AMBASSADOR THOMAS-GREENFIELD: — the Urban Growers call themselves an NGO? But they are doing urban farms here in Chicago, engaging with communities. And they wanted to know how they could do the similar work in Africa. So there are organizations like the Urban Growers that you might also engage with. And they had a young man with them who started working with them when he was nine years old, just kind of watching what they were doing. And I was so impressed with him because he’s so committed. That’s why we got to get them when they’re nine years old. We got to get them when they’re in junior high school to engage.
So I think maybe talk to one of the international NGOs and say, let’s see how we can work together in our community. You’re working on bringing refugees. Let’s see how we can engage your refugee program with our community program so that that refugees meet the communities that they’re living in, and the communities meet the refugees. So there are ways to do that, and that doesn’t cost anything.
And then look for speakers like me. [Laughter.]
QUESTION: Awesome. Thank you so much. [Applause.]
DR. BERNARD: I want to sincerely thank the students. You all just did a fabulous job as well. Appreciate it so much. [Applause.] Thank you, everyone, for coming this evening for this very inspiration conversation. So you know you’re in the right place when the U.S. Ambassador to the United Nations calls you and says she wants to come to your house to sit down and talk with you. Okay? And where are you again? Chicago State University. That’s right. Yes. [Laughter.]

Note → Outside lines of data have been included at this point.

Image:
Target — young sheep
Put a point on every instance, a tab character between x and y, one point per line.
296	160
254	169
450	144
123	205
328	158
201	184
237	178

So we thank you, Madame Ambassador, for coming to our house to meet our amazing students. [Applause.] And by the way, they told me that they ain’t mad at you because you didn’t bring any gumbo. [Laughter.] But we do hope —
AMBASSADOR THOMAS-GREENFIELD: Gumbo diplomacy, you can always cook it and it’ll probably be better than mine.
DR. BERNARD: Well, we do hope that you will come back and consider Chicago State University your home away from home whenever you are in the Chicagoland area.
So before you go, we have a little gift. And we want to leave you with the floor, with any final words of wisdom.
AMBASSADOR THOMAS-GREENFIELD: Well, I hope – thank you very much – that one of you, one of you on this stage, one of you in the audience, really got the Foreign Service bug, and that you are going to reach out to Susan and say, “Tell me how I can join the Foreign Service.” And the only thing I ask is at some point someday say, “I met this lady. I can’t remember her name, Ambassador Thomas-Greentree or something.” And you know what I’m talking about, right? [Laughter.] “And she talked to me about the Foreign Service, and that’s why I’m in the Foreign Service.” And I might not even be around to feel the warmth from that, but I want you to feel that I had an impact on your decisions about what you want to do, that you want to be public servants.
You may decide you want to be engaged in this community and work right here in this community, and really be a local public servant. And there’s nothing wrong with that. But you need to also know that what happens globally will impact you locally. So you need to know what is happening around the world so that you can prepare yourself to address it. So thank you very much. [Applause.]